In [7]:
import numpy as np
import pandas as pd
from scipy.stats import chi2

In [8]:
# Function to perform OU and GBM process fitting and rank-based GOF test
def perform_ou_gbm_rank_gof_test(df, yield_column):
    # Extract the YIELD column for testing
    yield_data = df[yield_column].dropna()

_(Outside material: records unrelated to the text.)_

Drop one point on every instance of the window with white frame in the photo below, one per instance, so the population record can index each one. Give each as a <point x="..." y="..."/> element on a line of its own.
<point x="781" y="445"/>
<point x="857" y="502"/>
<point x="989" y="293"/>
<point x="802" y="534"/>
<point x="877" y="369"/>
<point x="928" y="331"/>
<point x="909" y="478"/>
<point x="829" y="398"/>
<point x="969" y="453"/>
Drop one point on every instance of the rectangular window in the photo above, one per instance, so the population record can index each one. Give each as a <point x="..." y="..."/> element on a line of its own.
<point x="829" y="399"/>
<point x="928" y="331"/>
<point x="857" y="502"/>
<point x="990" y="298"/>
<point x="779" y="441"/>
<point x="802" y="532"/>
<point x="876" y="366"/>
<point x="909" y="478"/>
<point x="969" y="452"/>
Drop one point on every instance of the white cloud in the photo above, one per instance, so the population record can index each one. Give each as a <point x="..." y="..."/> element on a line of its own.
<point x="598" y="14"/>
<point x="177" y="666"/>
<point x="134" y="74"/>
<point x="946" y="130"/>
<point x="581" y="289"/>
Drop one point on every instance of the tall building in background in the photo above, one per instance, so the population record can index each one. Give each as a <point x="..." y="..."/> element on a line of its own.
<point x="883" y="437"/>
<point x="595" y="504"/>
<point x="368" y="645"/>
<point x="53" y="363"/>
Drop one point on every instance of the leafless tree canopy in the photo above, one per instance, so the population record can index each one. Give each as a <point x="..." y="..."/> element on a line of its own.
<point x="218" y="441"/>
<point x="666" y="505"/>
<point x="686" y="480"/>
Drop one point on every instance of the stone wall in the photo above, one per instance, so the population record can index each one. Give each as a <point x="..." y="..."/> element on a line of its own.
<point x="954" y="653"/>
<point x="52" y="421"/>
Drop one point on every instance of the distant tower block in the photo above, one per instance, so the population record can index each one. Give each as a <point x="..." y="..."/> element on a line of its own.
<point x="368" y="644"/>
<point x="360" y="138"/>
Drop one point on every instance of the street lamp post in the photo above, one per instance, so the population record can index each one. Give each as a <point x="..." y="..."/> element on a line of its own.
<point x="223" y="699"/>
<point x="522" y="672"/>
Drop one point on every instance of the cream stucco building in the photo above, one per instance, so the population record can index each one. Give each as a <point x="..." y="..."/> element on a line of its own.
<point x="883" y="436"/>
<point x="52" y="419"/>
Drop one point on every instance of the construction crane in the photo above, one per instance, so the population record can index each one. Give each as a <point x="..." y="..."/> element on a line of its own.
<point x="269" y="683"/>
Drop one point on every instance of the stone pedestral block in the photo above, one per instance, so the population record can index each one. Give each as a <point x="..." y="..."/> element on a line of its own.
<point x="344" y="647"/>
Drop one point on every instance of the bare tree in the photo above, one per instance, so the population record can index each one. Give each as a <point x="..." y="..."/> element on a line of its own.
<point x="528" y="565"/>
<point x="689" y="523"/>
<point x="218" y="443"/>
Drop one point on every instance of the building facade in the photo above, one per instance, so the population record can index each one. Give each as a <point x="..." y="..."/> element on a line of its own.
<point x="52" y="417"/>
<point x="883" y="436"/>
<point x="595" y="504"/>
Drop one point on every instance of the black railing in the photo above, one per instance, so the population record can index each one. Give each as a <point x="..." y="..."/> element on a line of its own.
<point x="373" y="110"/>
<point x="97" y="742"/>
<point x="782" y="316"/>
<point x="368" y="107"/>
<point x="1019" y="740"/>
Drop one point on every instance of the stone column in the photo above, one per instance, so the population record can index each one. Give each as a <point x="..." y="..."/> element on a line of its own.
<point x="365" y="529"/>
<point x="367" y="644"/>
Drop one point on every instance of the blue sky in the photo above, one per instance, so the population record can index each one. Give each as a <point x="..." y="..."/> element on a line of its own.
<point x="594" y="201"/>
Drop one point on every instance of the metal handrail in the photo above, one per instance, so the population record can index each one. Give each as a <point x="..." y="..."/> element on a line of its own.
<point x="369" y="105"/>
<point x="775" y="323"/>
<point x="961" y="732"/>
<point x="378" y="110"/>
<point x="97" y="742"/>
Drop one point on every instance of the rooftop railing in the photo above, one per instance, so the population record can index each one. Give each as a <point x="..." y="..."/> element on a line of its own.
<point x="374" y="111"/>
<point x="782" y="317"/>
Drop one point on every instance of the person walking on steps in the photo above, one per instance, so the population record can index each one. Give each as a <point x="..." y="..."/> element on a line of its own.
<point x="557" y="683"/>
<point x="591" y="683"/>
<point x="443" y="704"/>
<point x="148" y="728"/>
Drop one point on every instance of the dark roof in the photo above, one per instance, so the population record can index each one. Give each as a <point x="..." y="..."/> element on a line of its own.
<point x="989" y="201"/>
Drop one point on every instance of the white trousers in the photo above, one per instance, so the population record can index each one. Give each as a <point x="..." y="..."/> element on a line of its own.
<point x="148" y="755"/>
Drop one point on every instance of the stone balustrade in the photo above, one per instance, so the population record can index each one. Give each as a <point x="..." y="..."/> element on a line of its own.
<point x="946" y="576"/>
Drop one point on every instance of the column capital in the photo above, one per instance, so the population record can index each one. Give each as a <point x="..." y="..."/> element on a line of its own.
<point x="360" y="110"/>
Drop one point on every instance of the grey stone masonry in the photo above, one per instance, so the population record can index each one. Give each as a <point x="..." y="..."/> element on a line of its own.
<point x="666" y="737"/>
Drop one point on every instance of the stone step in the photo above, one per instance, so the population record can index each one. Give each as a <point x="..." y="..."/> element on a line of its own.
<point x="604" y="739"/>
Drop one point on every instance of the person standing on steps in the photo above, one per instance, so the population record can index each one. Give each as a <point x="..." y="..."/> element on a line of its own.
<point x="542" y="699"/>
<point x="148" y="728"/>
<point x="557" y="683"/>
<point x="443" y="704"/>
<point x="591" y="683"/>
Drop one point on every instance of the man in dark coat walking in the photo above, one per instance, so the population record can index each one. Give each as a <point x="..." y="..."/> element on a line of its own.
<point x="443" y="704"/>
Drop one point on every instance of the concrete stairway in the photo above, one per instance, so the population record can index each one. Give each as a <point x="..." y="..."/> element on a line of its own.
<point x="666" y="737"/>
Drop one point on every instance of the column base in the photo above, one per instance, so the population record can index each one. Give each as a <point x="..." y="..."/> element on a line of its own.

    # Step 1: Fitting the Ornstein-Uhlenbeck (OU) process
    mu_ou = np.mean(yield_data)  # Long-term mean set to the mean of the actual data
    theta_ou = 0.15  # Mean reversion rate (how fast the process reverts to the mean)
    sigma_ou = 0.1  # Volatility
    T = len(yield_data)  # Number of time points from the actual data

    # Simulate OU Process for trend
    ou_trend = np.zeros(T)
    ou_trend[0] = yield_data.iloc[0]  # Start from the first actual data point
    for t in range(1, T):
        ou_trend[t] = ou_trend[t - 1] + theta_ou * (mu_ou - ou_trend[t - 1]) + sigma_ou * np.random.normal()

    # Step 2: Fitting the Geometric Brownian Motion (GBM) process
    mu_gbm = 0.02  # Drift
    sigma_gbm = 0.1  # Volatility

    gbm_trend = np.zeros(T)
    gbm_trend[0] = yield_data.iloc[0]
    for t in range(1, T):
        gbm_trend[t] = gbm_trend[t - 1] * np.exp((mu_gbm - 0.5 * sigma_gbm ** 2) + sigma_gbm * np.random.normal())

    # Combine OU and GBM into a 2D array for comparison at each time step
    simulated_data = np.vstack((ou_trend, gbm_trend))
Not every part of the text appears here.